The Statistics Canada study comes two days after Finance Minister Jim Flaherty announced public hearings over the next five weeks on improving Canada's retirement income system.
(Pawel Dwulit/Canadian Press) The federal agency said just more than 8.9 million people put money into private retirement plans that include RRSPs and employer-sponsored plans. That's a drop from 54 per cent 11 years earlier.
The study came as the federal and provincial governments begin looking at ways to reform the country's pension system, widely viewed as inadequate to support a population with a growing proportion of older people.
On Wednesday, Finance Minister Jim Flaherty announced a series of hearings on Canadians' views on whether the country's retirement income system needs to be improved, and, if so, how that should be done.
Those will include public town hall meetings, roundtables and online consultations over the next five weeks.
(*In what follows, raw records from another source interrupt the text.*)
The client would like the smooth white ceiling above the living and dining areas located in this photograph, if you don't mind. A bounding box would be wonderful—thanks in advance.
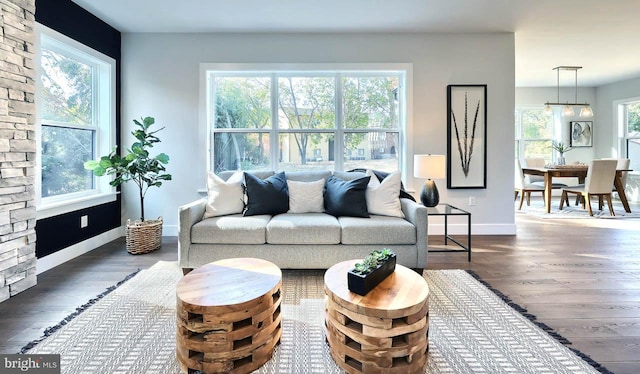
[73,0,640,87]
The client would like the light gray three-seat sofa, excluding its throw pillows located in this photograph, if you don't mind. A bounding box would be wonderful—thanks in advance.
[178,171,427,271]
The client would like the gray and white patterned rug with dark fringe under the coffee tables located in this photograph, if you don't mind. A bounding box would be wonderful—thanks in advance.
[24,261,598,373]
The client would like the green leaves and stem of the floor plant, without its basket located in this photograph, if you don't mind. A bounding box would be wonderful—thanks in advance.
[84,117,171,222]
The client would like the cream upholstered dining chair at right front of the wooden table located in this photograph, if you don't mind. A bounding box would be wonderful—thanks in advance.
[560,160,618,216]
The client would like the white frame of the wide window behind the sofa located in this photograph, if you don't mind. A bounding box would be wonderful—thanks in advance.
[199,63,413,176]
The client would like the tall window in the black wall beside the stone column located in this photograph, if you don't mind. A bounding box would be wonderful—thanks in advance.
[36,26,115,216]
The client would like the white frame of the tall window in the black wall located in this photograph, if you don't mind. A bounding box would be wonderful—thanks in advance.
[34,23,117,219]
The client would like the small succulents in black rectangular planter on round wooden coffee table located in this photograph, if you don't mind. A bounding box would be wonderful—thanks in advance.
[347,248,396,296]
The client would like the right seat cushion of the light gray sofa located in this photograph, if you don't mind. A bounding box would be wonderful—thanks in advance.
[338,215,416,244]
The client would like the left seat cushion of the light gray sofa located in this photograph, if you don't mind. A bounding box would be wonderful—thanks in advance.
[191,214,271,244]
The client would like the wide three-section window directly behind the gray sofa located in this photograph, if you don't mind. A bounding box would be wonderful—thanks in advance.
[206,70,405,172]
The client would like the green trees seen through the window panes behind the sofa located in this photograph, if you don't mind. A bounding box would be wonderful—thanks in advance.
[214,75,398,172]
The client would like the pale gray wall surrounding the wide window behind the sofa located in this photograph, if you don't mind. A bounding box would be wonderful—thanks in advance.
[122,33,515,235]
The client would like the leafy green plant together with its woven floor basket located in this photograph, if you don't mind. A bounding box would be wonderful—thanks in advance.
[84,117,171,254]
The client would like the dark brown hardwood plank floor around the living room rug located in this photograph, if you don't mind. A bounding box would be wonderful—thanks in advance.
[0,204,640,374]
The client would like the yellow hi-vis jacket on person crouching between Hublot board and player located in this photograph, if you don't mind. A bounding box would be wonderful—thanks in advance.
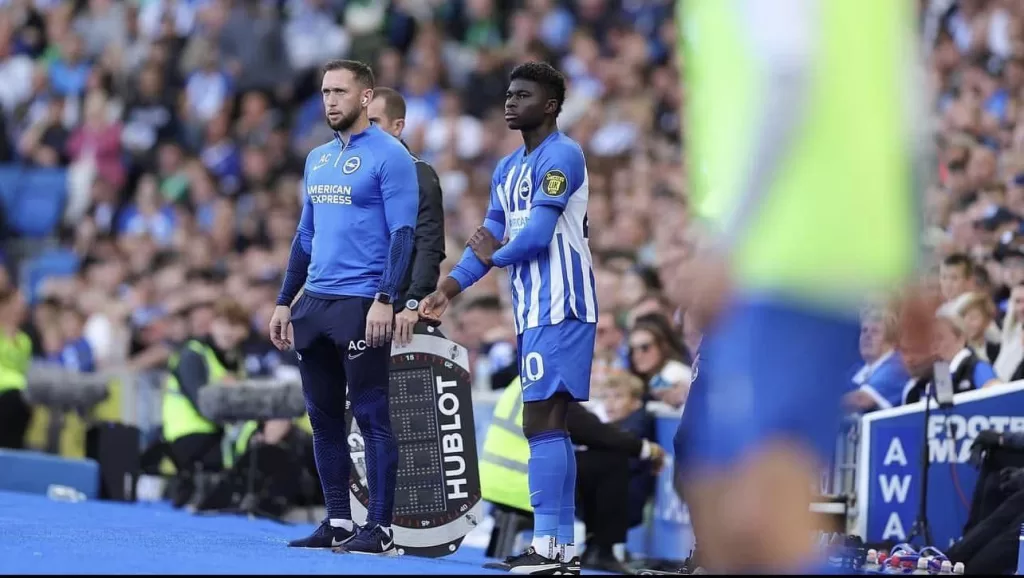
[480,377,534,511]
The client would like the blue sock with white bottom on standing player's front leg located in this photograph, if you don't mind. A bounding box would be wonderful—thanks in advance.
[526,430,566,559]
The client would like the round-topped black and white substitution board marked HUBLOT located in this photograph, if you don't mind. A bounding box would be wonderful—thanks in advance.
[345,324,483,558]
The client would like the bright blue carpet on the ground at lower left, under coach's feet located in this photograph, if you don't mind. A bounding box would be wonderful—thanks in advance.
[0,492,505,574]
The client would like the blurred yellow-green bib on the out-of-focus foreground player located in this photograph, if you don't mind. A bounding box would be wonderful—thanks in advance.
[678,0,925,308]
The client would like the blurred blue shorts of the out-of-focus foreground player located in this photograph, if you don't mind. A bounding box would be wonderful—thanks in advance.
[674,298,860,479]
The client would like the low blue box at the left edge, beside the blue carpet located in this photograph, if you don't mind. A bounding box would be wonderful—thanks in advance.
[0,450,99,499]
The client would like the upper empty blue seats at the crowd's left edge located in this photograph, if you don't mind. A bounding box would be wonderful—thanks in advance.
[0,167,68,239]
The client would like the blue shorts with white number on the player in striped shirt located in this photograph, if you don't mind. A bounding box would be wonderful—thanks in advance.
[518,319,597,402]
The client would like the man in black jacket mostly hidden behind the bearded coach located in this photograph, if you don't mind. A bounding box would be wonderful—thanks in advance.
[367,86,444,345]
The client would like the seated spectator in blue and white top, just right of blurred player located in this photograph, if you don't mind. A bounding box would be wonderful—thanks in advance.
[845,307,910,412]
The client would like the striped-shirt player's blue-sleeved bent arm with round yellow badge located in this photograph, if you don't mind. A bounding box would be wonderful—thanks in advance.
[492,147,587,266]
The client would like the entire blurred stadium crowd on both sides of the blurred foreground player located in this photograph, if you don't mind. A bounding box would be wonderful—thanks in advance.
[6,0,1024,573]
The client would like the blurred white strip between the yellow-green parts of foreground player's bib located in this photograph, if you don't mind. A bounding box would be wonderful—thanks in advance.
[716,0,827,253]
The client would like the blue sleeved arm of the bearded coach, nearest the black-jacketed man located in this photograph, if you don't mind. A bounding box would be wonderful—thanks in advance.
[377,146,420,299]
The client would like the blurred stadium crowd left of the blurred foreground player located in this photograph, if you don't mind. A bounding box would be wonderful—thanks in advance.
[0,0,687,406]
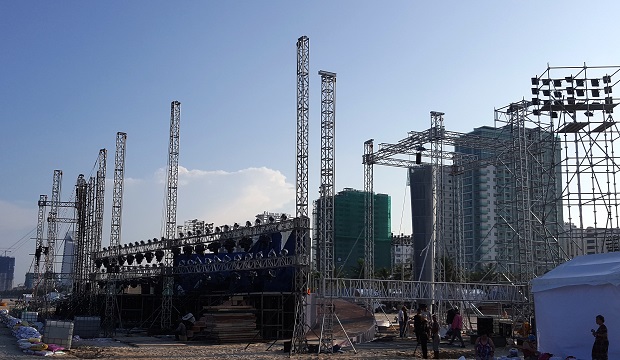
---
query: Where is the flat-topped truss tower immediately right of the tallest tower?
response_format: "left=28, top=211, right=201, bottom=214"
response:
left=318, top=71, right=336, bottom=352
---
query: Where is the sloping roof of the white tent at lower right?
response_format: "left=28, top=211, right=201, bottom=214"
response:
left=531, top=252, right=620, bottom=293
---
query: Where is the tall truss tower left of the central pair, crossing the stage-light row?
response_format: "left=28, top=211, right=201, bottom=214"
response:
left=161, top=101, right=181, bottom=329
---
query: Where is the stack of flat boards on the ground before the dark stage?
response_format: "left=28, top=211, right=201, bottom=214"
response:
left=191, top=307, right=261, bottom=344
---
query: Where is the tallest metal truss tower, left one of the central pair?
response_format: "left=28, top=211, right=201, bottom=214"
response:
left=290, top=36, right=310, bottom=355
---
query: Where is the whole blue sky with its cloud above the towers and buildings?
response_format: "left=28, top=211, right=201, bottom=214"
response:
left=0, top=1, right=620, bottom=285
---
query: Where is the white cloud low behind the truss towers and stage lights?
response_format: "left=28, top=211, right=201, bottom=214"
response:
left=111, top=166, right=295, bottom=244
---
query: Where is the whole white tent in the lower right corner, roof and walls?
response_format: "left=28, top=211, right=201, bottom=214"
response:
left=531, top=252, right=620, bottom=359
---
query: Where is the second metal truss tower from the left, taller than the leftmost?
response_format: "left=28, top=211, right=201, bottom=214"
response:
left=43, top=170, right=62, bottom=313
Consultations to span country
The town hall meetings will be held in Charlottetown, Quebec City and Richmond, B.C. Discussions with stakeholders, experts and government representatives will take place in St. John’s, Winnipeg and London, Ont.
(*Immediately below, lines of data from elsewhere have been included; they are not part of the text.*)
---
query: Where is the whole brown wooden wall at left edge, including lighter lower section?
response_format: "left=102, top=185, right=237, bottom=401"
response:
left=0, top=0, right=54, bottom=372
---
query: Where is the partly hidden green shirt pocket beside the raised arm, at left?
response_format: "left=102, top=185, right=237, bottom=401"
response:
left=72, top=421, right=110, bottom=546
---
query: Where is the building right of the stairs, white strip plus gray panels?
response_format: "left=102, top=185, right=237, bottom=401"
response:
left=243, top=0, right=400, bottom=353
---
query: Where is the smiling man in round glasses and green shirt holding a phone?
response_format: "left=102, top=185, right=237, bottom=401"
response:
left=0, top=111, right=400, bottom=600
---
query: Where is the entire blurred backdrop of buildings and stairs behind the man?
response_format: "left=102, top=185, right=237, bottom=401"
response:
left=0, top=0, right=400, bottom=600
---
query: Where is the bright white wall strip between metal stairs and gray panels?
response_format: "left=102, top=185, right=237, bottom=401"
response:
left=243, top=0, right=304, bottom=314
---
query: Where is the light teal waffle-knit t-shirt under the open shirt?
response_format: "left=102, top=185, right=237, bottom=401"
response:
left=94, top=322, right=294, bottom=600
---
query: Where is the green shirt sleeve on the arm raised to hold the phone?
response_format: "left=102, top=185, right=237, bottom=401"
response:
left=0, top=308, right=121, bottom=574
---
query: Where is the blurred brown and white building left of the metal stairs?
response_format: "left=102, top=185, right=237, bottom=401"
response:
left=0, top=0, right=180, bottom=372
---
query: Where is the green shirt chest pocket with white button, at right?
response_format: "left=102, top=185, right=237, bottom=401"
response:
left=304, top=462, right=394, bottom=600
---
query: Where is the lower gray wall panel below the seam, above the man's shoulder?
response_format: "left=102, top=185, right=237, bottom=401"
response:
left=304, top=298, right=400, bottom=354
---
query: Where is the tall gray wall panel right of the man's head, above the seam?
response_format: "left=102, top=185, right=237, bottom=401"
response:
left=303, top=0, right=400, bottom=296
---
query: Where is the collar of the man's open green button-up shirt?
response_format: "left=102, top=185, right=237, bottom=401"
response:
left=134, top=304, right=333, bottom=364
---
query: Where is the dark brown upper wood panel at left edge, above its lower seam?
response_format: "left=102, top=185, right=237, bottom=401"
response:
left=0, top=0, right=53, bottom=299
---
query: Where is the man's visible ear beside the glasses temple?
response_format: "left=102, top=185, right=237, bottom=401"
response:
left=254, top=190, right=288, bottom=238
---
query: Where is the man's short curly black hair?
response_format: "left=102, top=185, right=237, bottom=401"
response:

There are three options to be discussed at those consultations, and when the federal and provincial finance ministers meet to discuss pensions in May:
- Create a Canada Supplementary Pension Plan in which Canadians would automatically be enrolled increase their savings.
- Expand the current Canada Pension Plan to produce a higher level of pensions.
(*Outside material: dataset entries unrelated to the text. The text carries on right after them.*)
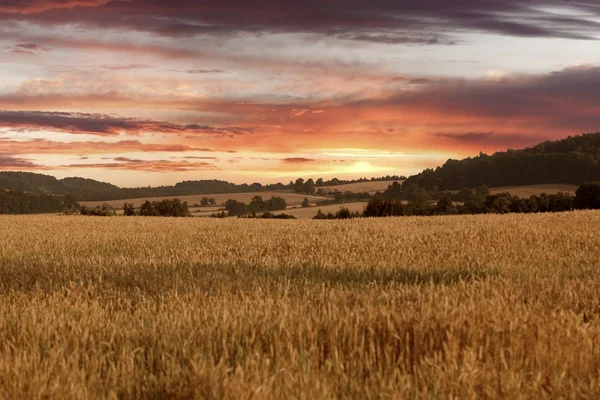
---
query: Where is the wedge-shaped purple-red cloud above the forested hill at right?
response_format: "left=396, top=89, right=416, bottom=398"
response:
left=353, top=67, right=600, bottom=131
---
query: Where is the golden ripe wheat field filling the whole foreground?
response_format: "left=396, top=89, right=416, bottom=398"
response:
left=0, top=212, right=600, bottom=399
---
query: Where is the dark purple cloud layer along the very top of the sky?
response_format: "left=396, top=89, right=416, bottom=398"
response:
left=0, top=0, right=600, bottom=44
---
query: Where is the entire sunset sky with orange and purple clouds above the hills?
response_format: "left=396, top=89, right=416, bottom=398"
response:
left=0, top=0, right=600, bottom=187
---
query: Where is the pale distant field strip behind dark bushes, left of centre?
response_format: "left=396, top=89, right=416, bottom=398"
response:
left=81, top=192, right=323, bottom=208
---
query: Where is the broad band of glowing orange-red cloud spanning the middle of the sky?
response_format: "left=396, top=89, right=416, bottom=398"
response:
left=0, top=67, right=600, bottom=158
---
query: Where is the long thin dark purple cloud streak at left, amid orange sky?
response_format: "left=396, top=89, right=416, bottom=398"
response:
left=0, top=110, right=251, bottom=137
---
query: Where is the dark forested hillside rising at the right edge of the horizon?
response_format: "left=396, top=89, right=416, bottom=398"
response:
left=404, top=133, right=600, bottom=190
- Change some of the restrictive rules in pensions regulations and tax laws that would allow the financial services industry to offer products to encourage people to save for retirement.
'If we're going to make some significant changes, you do need a lot of population buy-in.'—Keith Ambachtsheer, director of the Rotman International Centre for Pension Management
Keith Ambachtsheer, director of the Rotman International Centre for Pension Management at the University of Toronto, told CBC News the Statistics Canada study shows the need for Canadian to participate in the government's pension consultations.
"If we're going to make some significant changes," he said, "you do need a lot of population buy-in. This can't be a bunch of politicians or experts deciding by themselves what's best for the population."
Ambachtsheer said there is a precedent.
When concerns were raised in the 1990s about the solvency of the CPP, consultations between Ottawa and the provinces led to a decision to double contribution and the plan is now financially stable.
Those most at risk of not having enough in retirement, he said, are the 75 per cent of middle-income Canadians who aren't in private savings plans that automatically deduct contributions from income.
"Some of them are doing fine, on their own," he said. "A lot aren't."
RRSP contributions fall
Statistics Canada said there was also a decrease in the share of employed tax filers who contributed to a registered retirement savings plan during the decade.
In 1997, 41 per cent of employed tax filers participated in an RRSP; by 2008, the proportion had declined to 34 per cent.
At the same time, the share of employed tax filers participating in employer-sponsored pension plans remained stable at 32 per cent.
Just over 5.7 million employed tax filers participated in an employer-sponsored pension plan in 2008, with women slightly outnumbering men, and climbing.